Reliance gas plan gets a boost

Reliance gas plan gets a boost

OUR SPECIAL CORRESPONDENT
New Delhi, Jan. 3: The petroleum ministry today agreed to Reliance Industries’ $1.529 billion investment proposal to develop four satellite fields in its KG-D6 block off the Andhra Pradesh coast.
The government approval to the satellite fields could boost the output from Reliance’s KG basin blocks, which has steadily fallen in the past 15 month, as these can produce 10 million metric standard cubic meters per day (mmscmd) of gas by 2016.
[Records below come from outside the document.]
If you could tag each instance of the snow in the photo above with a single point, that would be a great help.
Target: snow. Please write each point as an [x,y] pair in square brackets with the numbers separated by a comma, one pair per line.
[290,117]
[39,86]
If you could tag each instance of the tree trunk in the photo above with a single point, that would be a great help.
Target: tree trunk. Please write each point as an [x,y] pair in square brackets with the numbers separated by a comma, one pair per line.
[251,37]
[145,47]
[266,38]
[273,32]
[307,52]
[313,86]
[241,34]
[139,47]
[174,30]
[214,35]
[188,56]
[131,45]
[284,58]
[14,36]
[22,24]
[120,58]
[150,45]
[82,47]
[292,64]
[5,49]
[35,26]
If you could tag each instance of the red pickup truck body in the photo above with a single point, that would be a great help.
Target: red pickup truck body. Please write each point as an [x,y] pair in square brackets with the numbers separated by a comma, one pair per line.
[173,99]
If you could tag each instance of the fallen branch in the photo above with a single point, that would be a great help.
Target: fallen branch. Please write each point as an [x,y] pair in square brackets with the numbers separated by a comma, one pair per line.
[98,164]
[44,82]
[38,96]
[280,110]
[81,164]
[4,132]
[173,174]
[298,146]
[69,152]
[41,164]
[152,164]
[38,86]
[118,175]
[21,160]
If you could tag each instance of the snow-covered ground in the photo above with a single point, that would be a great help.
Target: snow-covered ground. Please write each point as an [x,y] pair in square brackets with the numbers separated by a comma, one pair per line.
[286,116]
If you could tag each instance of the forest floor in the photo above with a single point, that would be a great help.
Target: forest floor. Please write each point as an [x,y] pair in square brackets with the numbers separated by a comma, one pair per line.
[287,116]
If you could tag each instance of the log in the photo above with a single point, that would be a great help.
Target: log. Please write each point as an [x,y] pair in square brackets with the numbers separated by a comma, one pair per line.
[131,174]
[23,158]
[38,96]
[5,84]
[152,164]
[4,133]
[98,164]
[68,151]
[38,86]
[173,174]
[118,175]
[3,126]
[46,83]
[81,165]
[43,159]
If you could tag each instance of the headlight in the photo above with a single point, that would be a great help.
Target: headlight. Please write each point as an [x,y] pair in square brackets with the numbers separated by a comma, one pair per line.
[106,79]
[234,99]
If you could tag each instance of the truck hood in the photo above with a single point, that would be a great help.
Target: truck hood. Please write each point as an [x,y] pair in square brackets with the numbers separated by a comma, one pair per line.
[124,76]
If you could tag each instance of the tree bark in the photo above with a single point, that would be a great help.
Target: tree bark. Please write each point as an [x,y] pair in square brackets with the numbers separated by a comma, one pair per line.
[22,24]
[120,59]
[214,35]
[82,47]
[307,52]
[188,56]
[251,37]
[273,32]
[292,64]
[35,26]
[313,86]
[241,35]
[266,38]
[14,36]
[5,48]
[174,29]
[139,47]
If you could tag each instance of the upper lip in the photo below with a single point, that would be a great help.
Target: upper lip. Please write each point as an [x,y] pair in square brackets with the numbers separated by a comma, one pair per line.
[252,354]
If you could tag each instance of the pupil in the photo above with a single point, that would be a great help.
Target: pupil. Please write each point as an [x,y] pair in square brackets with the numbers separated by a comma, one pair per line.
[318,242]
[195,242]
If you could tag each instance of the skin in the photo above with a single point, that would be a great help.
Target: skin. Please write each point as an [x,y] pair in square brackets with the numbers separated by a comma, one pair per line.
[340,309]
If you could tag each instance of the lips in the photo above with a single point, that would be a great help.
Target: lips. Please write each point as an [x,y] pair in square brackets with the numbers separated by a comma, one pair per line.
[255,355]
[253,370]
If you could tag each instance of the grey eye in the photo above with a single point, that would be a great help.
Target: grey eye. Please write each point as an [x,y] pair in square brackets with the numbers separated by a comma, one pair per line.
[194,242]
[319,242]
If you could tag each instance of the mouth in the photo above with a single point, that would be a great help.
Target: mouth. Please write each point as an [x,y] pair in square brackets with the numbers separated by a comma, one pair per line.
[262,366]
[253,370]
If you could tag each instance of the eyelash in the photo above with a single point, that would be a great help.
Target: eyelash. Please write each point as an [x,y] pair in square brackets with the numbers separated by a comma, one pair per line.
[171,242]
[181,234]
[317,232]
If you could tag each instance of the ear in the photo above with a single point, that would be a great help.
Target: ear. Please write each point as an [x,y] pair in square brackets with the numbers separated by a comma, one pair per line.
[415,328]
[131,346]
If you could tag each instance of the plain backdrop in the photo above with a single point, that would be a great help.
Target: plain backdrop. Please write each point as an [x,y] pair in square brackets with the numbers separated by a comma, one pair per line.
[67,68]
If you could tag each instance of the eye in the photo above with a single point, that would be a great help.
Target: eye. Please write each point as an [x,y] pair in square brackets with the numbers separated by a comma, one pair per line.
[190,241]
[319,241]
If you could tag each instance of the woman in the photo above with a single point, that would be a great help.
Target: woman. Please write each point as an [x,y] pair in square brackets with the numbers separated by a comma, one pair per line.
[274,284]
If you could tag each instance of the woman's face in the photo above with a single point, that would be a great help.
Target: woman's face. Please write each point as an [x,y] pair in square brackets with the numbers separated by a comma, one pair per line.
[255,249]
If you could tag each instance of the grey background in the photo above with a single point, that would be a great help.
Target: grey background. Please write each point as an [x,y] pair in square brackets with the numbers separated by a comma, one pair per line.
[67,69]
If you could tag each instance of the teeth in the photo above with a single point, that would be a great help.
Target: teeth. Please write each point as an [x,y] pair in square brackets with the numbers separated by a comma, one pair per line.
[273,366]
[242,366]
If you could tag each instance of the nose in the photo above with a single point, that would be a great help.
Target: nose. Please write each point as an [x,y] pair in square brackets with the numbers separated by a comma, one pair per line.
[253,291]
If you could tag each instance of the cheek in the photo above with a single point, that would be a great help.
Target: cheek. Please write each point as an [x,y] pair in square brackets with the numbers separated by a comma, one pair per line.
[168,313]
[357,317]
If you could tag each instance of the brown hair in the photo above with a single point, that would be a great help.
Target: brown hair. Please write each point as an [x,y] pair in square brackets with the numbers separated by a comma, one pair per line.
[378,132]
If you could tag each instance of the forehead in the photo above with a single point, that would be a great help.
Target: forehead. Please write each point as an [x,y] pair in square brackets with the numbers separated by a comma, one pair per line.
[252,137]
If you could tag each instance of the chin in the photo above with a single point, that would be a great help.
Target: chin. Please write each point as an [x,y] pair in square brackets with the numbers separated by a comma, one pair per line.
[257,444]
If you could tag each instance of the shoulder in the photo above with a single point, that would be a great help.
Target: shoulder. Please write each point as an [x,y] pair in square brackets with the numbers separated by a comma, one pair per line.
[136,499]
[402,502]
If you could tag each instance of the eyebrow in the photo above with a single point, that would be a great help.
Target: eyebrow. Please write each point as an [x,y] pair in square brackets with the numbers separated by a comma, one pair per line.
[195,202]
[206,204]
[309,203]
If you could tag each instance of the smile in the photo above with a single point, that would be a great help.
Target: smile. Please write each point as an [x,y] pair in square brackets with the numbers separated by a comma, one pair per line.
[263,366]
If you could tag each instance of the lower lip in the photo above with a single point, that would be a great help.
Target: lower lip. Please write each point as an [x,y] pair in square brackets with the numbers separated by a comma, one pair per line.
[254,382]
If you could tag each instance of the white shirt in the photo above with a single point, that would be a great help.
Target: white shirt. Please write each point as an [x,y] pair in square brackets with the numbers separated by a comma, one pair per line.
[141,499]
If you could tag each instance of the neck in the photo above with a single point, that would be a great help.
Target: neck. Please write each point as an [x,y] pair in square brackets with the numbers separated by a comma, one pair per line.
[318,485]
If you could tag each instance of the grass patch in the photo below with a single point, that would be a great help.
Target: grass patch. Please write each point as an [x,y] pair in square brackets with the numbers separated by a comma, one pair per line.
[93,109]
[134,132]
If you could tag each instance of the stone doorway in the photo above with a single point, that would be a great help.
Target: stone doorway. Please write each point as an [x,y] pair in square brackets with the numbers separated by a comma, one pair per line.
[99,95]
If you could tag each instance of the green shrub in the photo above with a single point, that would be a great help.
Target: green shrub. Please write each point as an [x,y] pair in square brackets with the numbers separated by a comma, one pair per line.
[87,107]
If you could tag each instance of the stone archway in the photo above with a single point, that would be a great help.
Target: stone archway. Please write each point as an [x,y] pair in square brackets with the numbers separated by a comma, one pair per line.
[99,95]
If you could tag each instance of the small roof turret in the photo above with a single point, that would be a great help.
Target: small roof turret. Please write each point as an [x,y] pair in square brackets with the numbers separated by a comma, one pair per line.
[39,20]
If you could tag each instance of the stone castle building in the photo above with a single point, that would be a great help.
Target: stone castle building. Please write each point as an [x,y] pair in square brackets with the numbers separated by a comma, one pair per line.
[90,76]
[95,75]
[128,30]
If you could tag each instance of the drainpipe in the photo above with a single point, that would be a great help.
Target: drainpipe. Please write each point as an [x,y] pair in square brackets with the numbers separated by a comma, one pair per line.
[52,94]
Production from two crucial gasfields in the D6 block slipped to a low of 38.66 mmscmd, as the company had shut down five wells because of water ingress, after reaching a peak of about 60 mmscmd in March 2010.
Reliance, in a letter to the oil ministry last year, had sought conditional approval “contingent on submission of revised cost estimate and the contractor returning to the management committee for authority to proceed further.”
The permission was in part delayed because of a Comptroller and Auditor General’s report, which had alleged that the oil ministry and its technical arm, the Directorate General of Hydrocarbons, had allowed Reliance to escalate capital expenditure for the KG-D6 blocks resulting in “undue benefit” to the private firm at the government’s expense.
The KG-D6 block oversight committee, which includes officials from the oil ministry and the DGH, met for the third time in three months today to finally approve the proposal, sources said.
However, the government has put a cap on the cost of developing the four fields that surround the currently producing Dhirubhai-1 and 3 (D-1 & D-3) fields.
The cost cannot vary by more than 15 per cent from the stated costs.
The oversight committee had at its two previous meetings in November and December refused to approve the field development plan for the satellite fields — Dhirubhai-2, 6, 19 and 22 — after the government representative raised objections on the costing and other technical issues.
As a compromise, Reliance agreed to cap spending in the fields at $1.529 billion, plus or minus 15 per cent.
Reliance Industries had sought the approval to carry out geo-technical investigation, geo-hazard study, geo-mechanical study, concept study and front-end engineering and design, till it submits the revised capital expenditure plan.
“We request you to please give conditional approval to the optimum field development plan allowing the contractor (RIL) to undertake the activities,” Reliance had said in a letter to the oil ministry.
Reliance stated that the current weather conditions in the KG-D6 basin were favourable for carrying out these technical studies. If these studies were not conducted in the next couple of months, the project would be delayed by another year.
RIL has so far made 18 gas discoveries in the KG-D6 block.
Of these, D-1 and D-3 — the largest among the lot — were brought into production in April 2009, but the output has fallen sharply from 54 mmscmd, in March 2010, to 32.94 mmscmd this month. Together with 6.86 mmscmd of associated gas produced from the MA oilfield in the same area, total production from the block amounts to 39.80 mmscmd.